Stefano, di chi è la colpa della grave situazione economica in cui si trova l’Italia e cosa si dovrebbe fare per uscirne? 
“Ci vorrebbe che i politici tornassero a fare il loro mestiere di politico. Purtroppo una cattiva gestione ha distrutto questo paese. Oggi si preoccupano solo di seguire cosa fanno le altre nazioni dimenticando che il nostro è realmente il più bel paese dove ci sono ottimi prodotti e grandi aziende. Le nostre risorse vengono valorizzate solo all’estero con la conseguenza che le imprese scappano dall’Italia perché qui non si può più vivere. ”
Cosa spinge le imprese a trasferirsi? 
“Un imprenditore che paga il 70% di tasse, perché deve rimanere qui quando ci sono nazioni confinanti che chiedono solo il 22%. Il risultato è evidente: le aziende se la danno a gambe levate ed il personale italiano viene licenziato. Così, alla fine chi paga le conseguenze è solo il lavoratore che ha serie difficoltà a sopravvivere.”
Sei d’accordo con quelli che credono che oramai l’Italia stia uscendo dall’incubo della crisi economica? 
“Non credo che stiamo uscendo dalla crisi così come dicono molti politici, credo che tra il 2013 ed il 2014 ne vedremo delle belle. Ci saranno gli esuberi di personale, in quei posti come le banche dove fino a qualche anno fa si pensava che fossero posti sicuri. Per uscire dalla crisi ci vuole un ministro dell’economia che faccia realmente dell’economia, ma oggi in Italia non esiste. In questo momento il nostro paese è tutta una risata sembra più di essere su “scherzi a parte” ma in fondo è un’amara realtà.”
La crisi ha penalizzato molto la cultura e soprattutto il teatro, ci sono dei settori che hanno resistito? 
“Non esistono settori che non piangano le conseguenze della scellerata gestione politica.” Qualche esempio? “Hanno distrutto il mondo delle auto e quello delle barche in cui primeggiavamo e che risultavano una delle più grandi fonti di impiego lavorativo. Per non parlare del settore immobiliare che oggi è bloccato e sembra un mammut che non riesce a muovere le zampe.”

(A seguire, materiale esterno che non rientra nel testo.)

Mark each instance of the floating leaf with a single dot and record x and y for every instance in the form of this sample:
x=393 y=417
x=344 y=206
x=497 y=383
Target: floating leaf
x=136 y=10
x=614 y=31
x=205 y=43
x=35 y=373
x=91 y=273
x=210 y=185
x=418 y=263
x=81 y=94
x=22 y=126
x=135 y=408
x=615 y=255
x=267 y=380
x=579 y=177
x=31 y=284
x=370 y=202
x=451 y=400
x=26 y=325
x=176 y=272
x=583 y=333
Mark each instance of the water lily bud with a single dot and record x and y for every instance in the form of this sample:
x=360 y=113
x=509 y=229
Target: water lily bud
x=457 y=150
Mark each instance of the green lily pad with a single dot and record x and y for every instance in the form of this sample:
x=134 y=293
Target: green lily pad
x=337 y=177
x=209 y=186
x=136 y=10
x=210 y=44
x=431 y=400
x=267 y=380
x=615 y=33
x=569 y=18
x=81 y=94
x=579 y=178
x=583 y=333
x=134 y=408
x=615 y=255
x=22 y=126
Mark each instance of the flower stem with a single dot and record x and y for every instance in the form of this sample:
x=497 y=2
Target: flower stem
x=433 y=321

Una ricetta per uscire dalla crisi? 
“Ci vuole una politica sana perché hanno davvero esagerato, non c’è rimasto più niente: ‘se so magnati tutto’ dice sorridendo ndr – Ci vuole una politica che ridia stabilità e sicurezza ai lavoratori. Negli anni passati l’operaio comprava la seconda casa per le vacanze, oggi l’operaio non può neanche acquistare la prima..”
Chi ne trae beneficio dalla crisi?
“Purtroppo, siamo una nazione che nel corso del tempo anziché evolversi si è involuta o meglio è implosa e di questo se ne sono accorti gli stranieri. Tant’è che i giapponesi, cinesi e russi, pian pianino stanno entrando con i loro capitali accaparrando immobili, aziende e attività commerciali ed inserendo la loro gente lasciando a casa gli italiani. Questo non può far altro che generare, ancora maggiore disagio sociale.”

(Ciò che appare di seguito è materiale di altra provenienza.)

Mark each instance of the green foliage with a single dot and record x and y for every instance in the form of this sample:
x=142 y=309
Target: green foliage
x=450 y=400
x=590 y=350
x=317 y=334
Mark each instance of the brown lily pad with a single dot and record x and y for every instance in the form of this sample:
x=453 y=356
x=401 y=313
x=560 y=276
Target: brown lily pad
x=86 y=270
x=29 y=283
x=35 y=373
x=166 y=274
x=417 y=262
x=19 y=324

Pensi che la gente abbia ancora speranza nel futuro?
“Si, e Palermo ne è l’esempio. Questa città mi da sempre un grande senso di speranza. La gente palermitana è sempre allegra e speranzosa. Ha una grande predisposizione all’amicizia e ad aiutare il prossimo, cosa che a Roma si è persa. Per esempio, pochi minuti fa, mentre eravamo fuori il teatro a chiacchierare, un uomo è caduto e la gente che passava, si è premurata a soccorrerlo ed un ragazzo gli ha portato un bicchiere di acqua preso dal vicino bar. Da noi è difficile che questo accada, tutti tendono a farsi i fatti propri, in modo da non avere grattacapi.”